Pyrazinamide-resistant Tuberculosis Obscured From Common Targeted Molecular Diagnostics.

Autor: Modlin SJ; Laboratory for Pathogenesis of Clinical Drug Resistance and Persistence, School of Public Health, San Diego State University, San Diego, CA, USA., Mansjö M; Department of Microbiology, Public Health Agency of Sweden, Solna, Sweden., Werngren J; Department of Microbiology, Public Health Agency of Sweden, Solna, Sweden., Ejike CM; Laboratory for Pathogenesis of Clinical Drug Resistance and Persistence, School of Public Health, San Diego State University, San Diego, CA, USA., Hoffner SE; Laboratory for Pathogenesis of Clinical Drug Resistance and Persistence, School of Public Health, San Diego State University, San Diego, CA, USA; Department of Global Public Health, Karolinska Institute, Stockholm, Sweden., Valafar F; Laboratory for Pathogenesis of Clinical Drug Resistance and Persistence, School of Public Health, San Diego State University, San Diego, CA, USA. Electronic address: faramarz@sdsu.edu.
Jazyk: angličtina
Zdroj: Drug resistance updates : reviews and commentaries in antimicrobial and anticancer chemotherapy [Drug Resist Updat] 2023 May; Vol. 68, pp. 100959. Date of Electronic Publication: 2023 Apr 06.

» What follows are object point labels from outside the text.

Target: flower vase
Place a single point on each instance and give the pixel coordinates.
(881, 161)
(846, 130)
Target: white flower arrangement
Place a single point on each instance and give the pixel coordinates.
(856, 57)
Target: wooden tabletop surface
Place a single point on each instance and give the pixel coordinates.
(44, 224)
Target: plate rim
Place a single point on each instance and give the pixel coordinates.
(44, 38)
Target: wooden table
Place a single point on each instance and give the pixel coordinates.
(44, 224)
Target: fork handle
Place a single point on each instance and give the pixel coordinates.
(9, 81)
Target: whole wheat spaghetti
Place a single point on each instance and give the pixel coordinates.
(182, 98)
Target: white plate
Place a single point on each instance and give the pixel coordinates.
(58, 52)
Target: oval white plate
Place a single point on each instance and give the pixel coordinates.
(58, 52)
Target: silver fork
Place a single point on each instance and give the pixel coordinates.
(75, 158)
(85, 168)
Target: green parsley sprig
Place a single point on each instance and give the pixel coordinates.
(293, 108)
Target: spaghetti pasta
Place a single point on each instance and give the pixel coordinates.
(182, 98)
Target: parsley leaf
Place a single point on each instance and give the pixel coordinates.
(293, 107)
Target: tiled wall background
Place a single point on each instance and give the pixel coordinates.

DOI: 10.1016/j.drup.2023.100959
Abstrakt: Here, we describe a clinical case of pyrazinamide-resistant (PZA-R) tuberculosis (TB) reported as PZA-susceptible (PZA-S) by common molecular diagnostics. Phenotypic susceptibility testing (pDST) indicated PZA-R TB. Targeted Sanger sequencing reported wild-type PncA, indicating PZA-S TB. Whole Genome Sequencing (WGS) by PacBio and IonTorrent both detected deletion of a large portion of pncA, indicating PZA-R. Importantly, both WGS methods showed deletion of part of the primer region targeted by Sanger sequencing. Repeating Sanger sequencing from a culture in presence of PZA returned no result, revealing that 1) two minority susceptible subpopulations had vanished, 2) the PZA-R majority subpopulation harboring the pncA deletion could not be amplified by Sanger primers, and was thus obscured by amplification process. This case demonstrates how a small susceptible subpopulation can entirely obscure majority resistant populations from targeted molecular diagnostics and falsely imply homogenous susceptibility, leading to incorrect diagnosis. To our knowledge, this is the first report of a minority susceptible subpopulation masking a majority resistant population, causing targeted molecular diagnostics to call false susceptibility. The consequence of such genomic events is not limited to PZA. This phenomenon can impact molecular diagnostics' sensitivity whenever the resistance-conferring mutation is not fully within primer-targeted regions. This can be caused by structural changes of genomic context with phenotypic consequence as we report here, or by uncommon mechanisms of resistance. Such false susceptibility calls promote suboptimal treatment and spread of strains that challenge targeted molecular diagnostics. This motivates development of molecular diagnostics unreliant on primer conservation, and impels frequent WGS surveillance for variants that evade prevailing molecular diagnostics.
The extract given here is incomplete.